- Born: Chicago, Illinois, United States
- Education: University Of Chicago; Saint Louis University School of Medicine; Yale University School of Medicine; University of California, San Diego;
- Occupation: Physician
- Medical career
- Profession: Neurosurgeon and Psychiatrist
- Field: Neurosurgery and Psychiatry
- Institutions: Salk Institute for Biological Studies; Pontifical Academy for Life; Dell Medical School;
- Research: Neuroscience
- Doctoral advisors: Francis Crick, Larry Squire, and Fred Gage
- Website: https://robertjbuchananmd.com/

= Robert Joseph Buchanan =

American neurosurgeon, psychiatrist, and neuroethicist

Robert Joseph Buchanan is an American neurosurgeon, psychiatrist, and bioethicist who is best known for his contributions to the field of neuroscience, psychosurgery, and neuroethics. He is an associate professor of neurosurgery at Dell Medical School, University of Texas at Austin and maintains courtesy associate professor appointments in the school's department of neurology and department of psychiatry and behavioral sciences.

== Early life and education ==

Buchanan grew up on the south side of Chicago. He attended the Bishop Noll Institute where he was an all-state tennis player.

Buchanan prepared for his career in medicine by attending the University of Chicago before earning a Doctor of Medicine with honors from the St. Louis University School of Medicine. His post-doctoral training began with an internship at the Jackson Memorial Hospital in conjunction with the University of Miami before he completed separate residencies in both psychiatry and neurosurgery at the University of California, San Diego (UCSD). Buchanan completed his formal education with an epilepsy / functional neurosurgery fellowship at Yale University, a psychobiology and psychopharmacology fellowship with the National Institute of Health at UCSD, and a fellowship at the Salk Institute for Biological Studies.

== Career and research ==

Buchanan has published research work regarding various aspects of neurosurgery in a range of peer-reviewed journals, including the Cerebral Cortex, The Proceedings of the National Academy of Sciences, SCIENCE Advances, Hippocampus, and Journal of the International Neuropsychological Society. He has also penned book chapters for medical education texts such as Adult Neurology and the Textbook of Neurological Surgery. He is currently the Editor in Chief of the Clinics In Surgery journal and a member of the editorial board of Neurological Surgery. He is a reviewer for Journal of Neurology, Neurosurgery, and Psychiatry; Epilepsy and Behavior; and Frontiers in Epilepsy.

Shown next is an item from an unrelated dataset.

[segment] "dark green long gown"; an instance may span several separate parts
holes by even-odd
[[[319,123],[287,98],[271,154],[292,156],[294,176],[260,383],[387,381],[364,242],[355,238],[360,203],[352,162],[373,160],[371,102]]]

Buchanan was appointed by Pope Benedict XVI in 2013 to the serve on the Vatican's international bioethics committee called the Pontifical Academy for Life. He chairs its Consciousness, Neuroscience, and Ethics working group which looks to address intersecting issues confronting humanity such as the irreducibility of the moral conscience and the question of free will in the no-freedom theory, libertarianism, and compatibilism; the levels of consciousness and alterations in temporary and persistent consciousness; cognitive and emotional neuroenahncement and deep brain stimulation; the governance of neurotechnologies; and human dignity between functionalist-actualistic theories and substantialistic theories. Buchanan was re-appointed for another five-year term in 2017.

His most recent practice and area of research has been focused on neuromodulation using deep brain stimulation to attenuate neuropsychological and movement related disorders such as Major Depression and Parkinson's respectively. He is the director of the Human Brain Stimulation and Electrophysiology lab as well as the co-director of the Electrophysiology of Learning and Memory (ELM) Lab at UT Austin. In 2014, Buchanan and his team were the first to be able to make in vivo neurochemical measurements using microdialysis from the human basal ganglia while study participants engaged in memory tasks.

In 2019, Buchanan was the first surgeon in Texas to perform a deep brain stimulator surgery for refractory seizures. As of 2020, he is the principal investigator of the University of Texas site for the ADvance II study to evaluate the safety and efficacy of deep brain stimulation of the fornix for patient's with mild Alzheimer's disease.

=== Other distinctions ===
He is a knight in the Sovereign Military Order of Malta.

== Personal life ==
He currently lives in Austin, Texas.